Released on March 26 via Visible Noise, The Golden Age is the fourth full-length studio album from this UK hardcore punk quintet, the second one with former Centurion vocalist Ed McRae. For a few years now, these five dudes have been touring incessantly with heavyweight bands like Parkway Drive, Comeback Kid and Enter Shikari. It seems Your Demise gained lot of experience and have met a lot of new, great friends along the way.
These guys never took themselves seriously and on this record, it seems they just wanted to have fun with people they love and respect.

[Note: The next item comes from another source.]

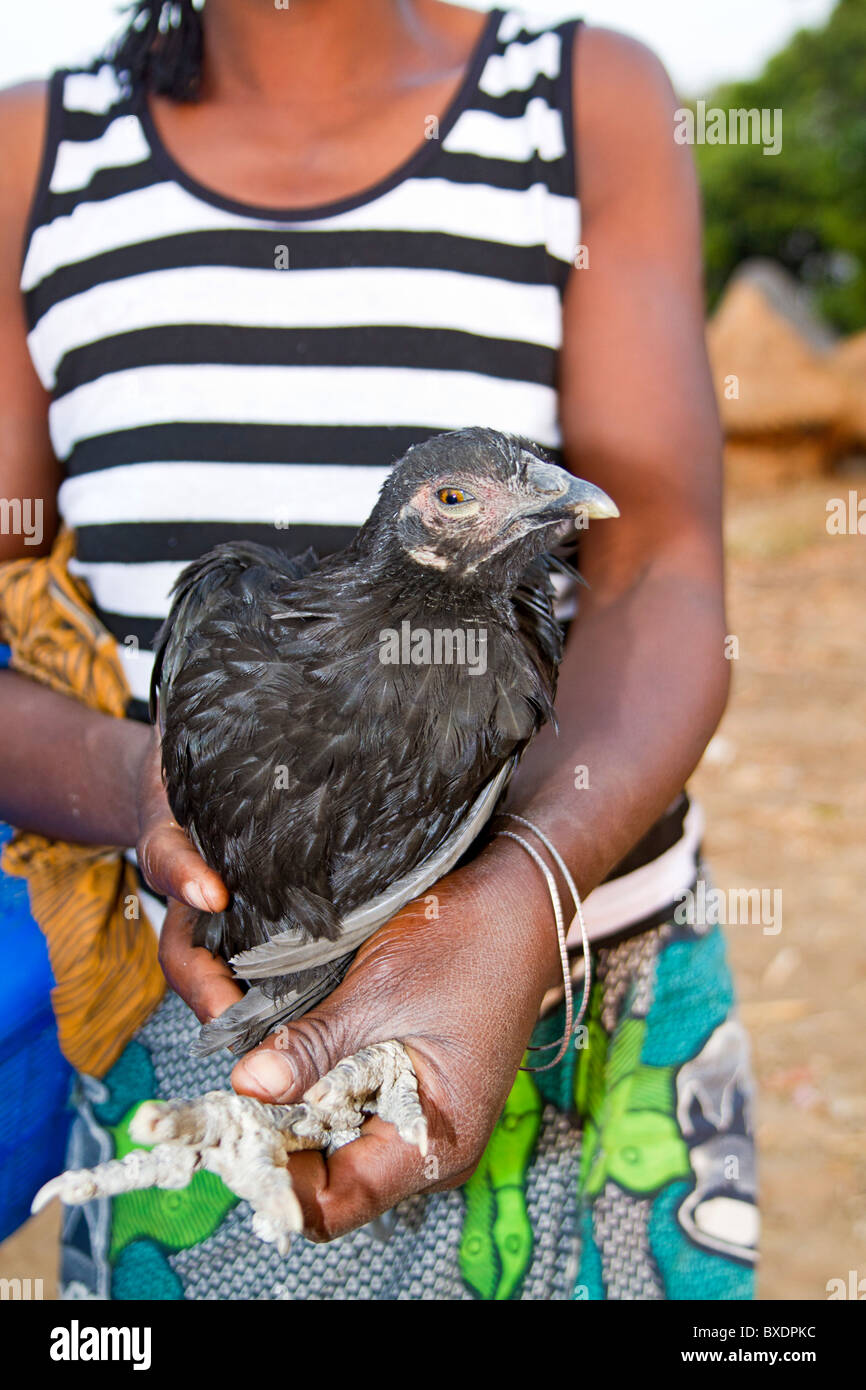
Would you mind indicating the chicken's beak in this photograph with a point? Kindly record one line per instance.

The impressive guest vocals list prove the latter: Jason Butler (letlive.), David Wood (Down To Nothing, Terror) Theo Kindynis (Last Witness), Ajay Jones (Brutality Will Prevail), Josh Franceschi (You Me At Six) and Dannika Webber (Evarose).

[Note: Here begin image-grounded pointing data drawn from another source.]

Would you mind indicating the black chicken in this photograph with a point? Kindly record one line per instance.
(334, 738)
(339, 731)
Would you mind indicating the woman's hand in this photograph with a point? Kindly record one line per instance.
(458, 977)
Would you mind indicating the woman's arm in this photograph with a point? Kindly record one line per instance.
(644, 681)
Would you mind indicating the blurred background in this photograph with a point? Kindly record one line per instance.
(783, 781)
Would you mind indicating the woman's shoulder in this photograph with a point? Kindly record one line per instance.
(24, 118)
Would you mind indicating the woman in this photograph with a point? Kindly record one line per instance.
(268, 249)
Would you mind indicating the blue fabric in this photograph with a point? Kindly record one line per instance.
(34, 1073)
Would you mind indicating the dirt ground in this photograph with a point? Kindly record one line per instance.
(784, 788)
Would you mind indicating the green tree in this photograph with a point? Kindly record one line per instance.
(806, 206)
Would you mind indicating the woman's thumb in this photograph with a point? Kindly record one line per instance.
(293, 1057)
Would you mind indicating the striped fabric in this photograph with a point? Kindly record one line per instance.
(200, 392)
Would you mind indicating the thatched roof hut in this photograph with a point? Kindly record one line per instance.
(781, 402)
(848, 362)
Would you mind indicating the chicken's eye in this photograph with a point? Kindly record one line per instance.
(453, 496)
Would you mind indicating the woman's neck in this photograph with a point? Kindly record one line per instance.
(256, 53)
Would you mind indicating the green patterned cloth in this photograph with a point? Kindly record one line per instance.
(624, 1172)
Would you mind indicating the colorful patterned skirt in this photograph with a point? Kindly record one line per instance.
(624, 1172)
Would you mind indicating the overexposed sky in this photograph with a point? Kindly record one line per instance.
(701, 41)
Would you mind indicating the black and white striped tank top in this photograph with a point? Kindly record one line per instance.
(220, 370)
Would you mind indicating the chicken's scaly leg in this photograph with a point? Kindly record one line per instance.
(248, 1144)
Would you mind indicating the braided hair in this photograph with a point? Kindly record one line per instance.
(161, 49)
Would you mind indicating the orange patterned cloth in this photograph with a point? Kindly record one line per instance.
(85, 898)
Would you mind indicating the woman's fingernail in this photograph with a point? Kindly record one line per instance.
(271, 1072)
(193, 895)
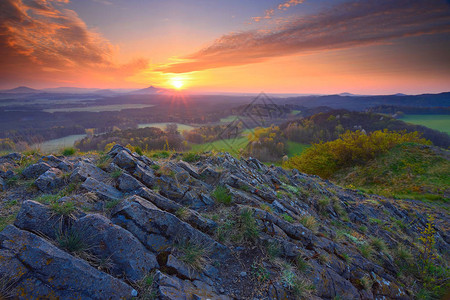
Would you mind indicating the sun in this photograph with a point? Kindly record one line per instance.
(177, 83)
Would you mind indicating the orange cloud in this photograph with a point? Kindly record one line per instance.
(345, 25)
(289, 3)
(41, 36)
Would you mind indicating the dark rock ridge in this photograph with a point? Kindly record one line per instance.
(147, 228)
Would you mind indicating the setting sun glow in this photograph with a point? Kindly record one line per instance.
(177, 83)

The ‘Golden Age’ opening track is a pumped-up, fast song with skate vibes, including their gimmick “Your Demiiiise 2012, Bitch!”, but still not sounding as powerful as ‘MMX’ was. On the single ‘These Lights,’ things get worse. By to an annoying mainstream pop punk sound, Your Demise delivers a fake, but catchy song and misses the point. But don’t just start drawing fast conclusions, thinking that YD’s slightly different direction isn’t able to produce ground-breaking material. ‘Born a Snake’ is a solid track including all elements that set their fame: Fun, partying, but with an aggressive sound.
One of The Golden Age’s highlights is ‘Forget About Me’ where the band provides bouncy breakdowns with sweet melodic riffage and sing-along chorus. Clean and aggressive McRae vocals combined with David Wood strength skills are highly worthwhile and it creates a great mix between the old and new Your Demise sound. Another interesting song on this album is ‘I’m (Not) The One’ where Jason Butler from letlive. makes an intense appearance, with his raw and singular vocal blends.

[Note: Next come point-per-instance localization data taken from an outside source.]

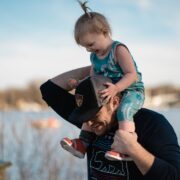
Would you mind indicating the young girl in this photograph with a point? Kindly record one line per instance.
(112, 59)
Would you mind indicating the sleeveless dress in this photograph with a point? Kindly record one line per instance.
(132, 97)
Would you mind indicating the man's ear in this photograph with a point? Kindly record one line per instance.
(115, 102)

The Golden Age has one principal value: its diversity. The band managed to deliver 11 pop-punk-hardcore tunes sounding quite diverse. Their traditional ferocious and beatdown trademark still sounds great but the problem lies in a cruel lack of originality, constancy and punch, really missing on a few songs. ‘Never a Dull Moment’ sounds like a bad A Day To Remember track and other songs like ‘Paper Trails or Worthless’ just sound out of place. Yes, The Golden Age sounds much more mainstream and poppy than everything YD has released before, but that’s no excuse. With a bit more character, strength and quality, this album could have been fantastic.
With their new LP, Your Demise have delivered a decent, worth listening but unequal album, admitting their influences from all areas of hardcore and punk music. We believe this change in musical orientation is not a bad thing when the music stays enjoyable and if the guys stay honest to the way they want to go with their songs. But we have to admit it: The Golden Age is a bit disappointing. Half of the album is hard knocking; the other half is quite weak.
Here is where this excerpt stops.